You may want to try: sudo dnf update grub2-tools
That’s probably the case for the rest of these packages as well.
The commands worked, but /etc/default/grub is still missing. It seems that the post-installation script of grub2-pc does not regenerate the file, although this AskUbuntu question suggests that it should.
p.s.
Generally fedora is always a bit ahead of Ubuntu, and it also has some own tweaks sometimes … so refer to fedroa.docs might helps you better than ask-ubuntu.
The file /etc/default/grub is built by anaconda during initial installation and after that there is nothing to recreate it. The file is owned by grub2-tools, but as a ghost file, which means that the the file is not provided by grub2 tools.
Therefore you can copy-paste the copy provided by @grumpey and modify it as needed.

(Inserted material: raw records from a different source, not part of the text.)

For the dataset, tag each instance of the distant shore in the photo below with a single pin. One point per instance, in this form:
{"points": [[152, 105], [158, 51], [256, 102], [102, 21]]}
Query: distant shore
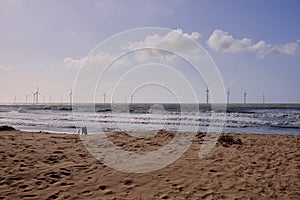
{"points": [[57, 166]]}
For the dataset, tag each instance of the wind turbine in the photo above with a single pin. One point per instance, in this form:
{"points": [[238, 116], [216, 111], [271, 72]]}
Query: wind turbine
{"points": [[26, 97], [245, 97], [131, 98], [228, 93], [207, 94], [104, 96], [37, 94], [33, 97], [70, 95]]}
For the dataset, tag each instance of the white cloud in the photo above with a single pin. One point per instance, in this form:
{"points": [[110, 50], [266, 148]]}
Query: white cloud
{"points": [[100, 59], [223, 42], [2, 68], [174, 41]]}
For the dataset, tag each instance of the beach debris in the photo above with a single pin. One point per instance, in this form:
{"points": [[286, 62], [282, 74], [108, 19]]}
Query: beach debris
{"points": [[7, 128], [228, 140]]}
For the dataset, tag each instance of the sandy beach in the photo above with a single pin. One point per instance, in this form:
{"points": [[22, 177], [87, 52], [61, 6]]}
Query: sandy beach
{"points": [[57, 166]]}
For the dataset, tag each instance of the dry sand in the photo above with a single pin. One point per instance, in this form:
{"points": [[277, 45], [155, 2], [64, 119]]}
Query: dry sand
{"points": [[57, 166]]}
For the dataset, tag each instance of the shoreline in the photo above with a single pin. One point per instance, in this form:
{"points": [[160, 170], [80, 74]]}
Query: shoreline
{"points": [[58, 166]]}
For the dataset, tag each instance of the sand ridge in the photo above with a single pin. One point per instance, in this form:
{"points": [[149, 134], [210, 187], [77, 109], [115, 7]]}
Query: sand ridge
{"points": [[57, 166]]}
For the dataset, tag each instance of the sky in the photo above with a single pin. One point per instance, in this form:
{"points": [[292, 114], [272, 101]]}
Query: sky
{"points": [[254, 44]]}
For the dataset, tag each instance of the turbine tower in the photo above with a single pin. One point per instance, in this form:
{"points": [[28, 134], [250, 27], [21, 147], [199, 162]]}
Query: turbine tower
{"points": [[70, 95], [228, 93], [207, 95], [131, 98], [37, 94], [104, 96], [26, 98]]}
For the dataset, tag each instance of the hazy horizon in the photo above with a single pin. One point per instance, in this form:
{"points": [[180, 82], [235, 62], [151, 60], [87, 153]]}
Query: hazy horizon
{"points": [[255, 46]]}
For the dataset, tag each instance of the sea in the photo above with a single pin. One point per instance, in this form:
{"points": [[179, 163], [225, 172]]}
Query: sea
{"points": [[103, 118]]}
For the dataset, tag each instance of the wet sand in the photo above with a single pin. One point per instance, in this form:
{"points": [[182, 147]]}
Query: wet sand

@vekruse You are right, the file is owned by grub2-tools, but rpm -V grub2-tools does not complain if it is not there. Bad luck if you delete it by accident. Grepping anaconda files shows that It is created by
/usr/lib64/python3.10/site-packages/pyanaconda/modules/storage/bootloader/grub2.py where you find the template but there are some “%s” to be filled in.
Well then as it belongs to anaconda, shouldn’t it also be on the installer image and therefore the op could just copy it over to /etc no? Just mount an installation media and browse for the file, it is likely in /usr/lib right?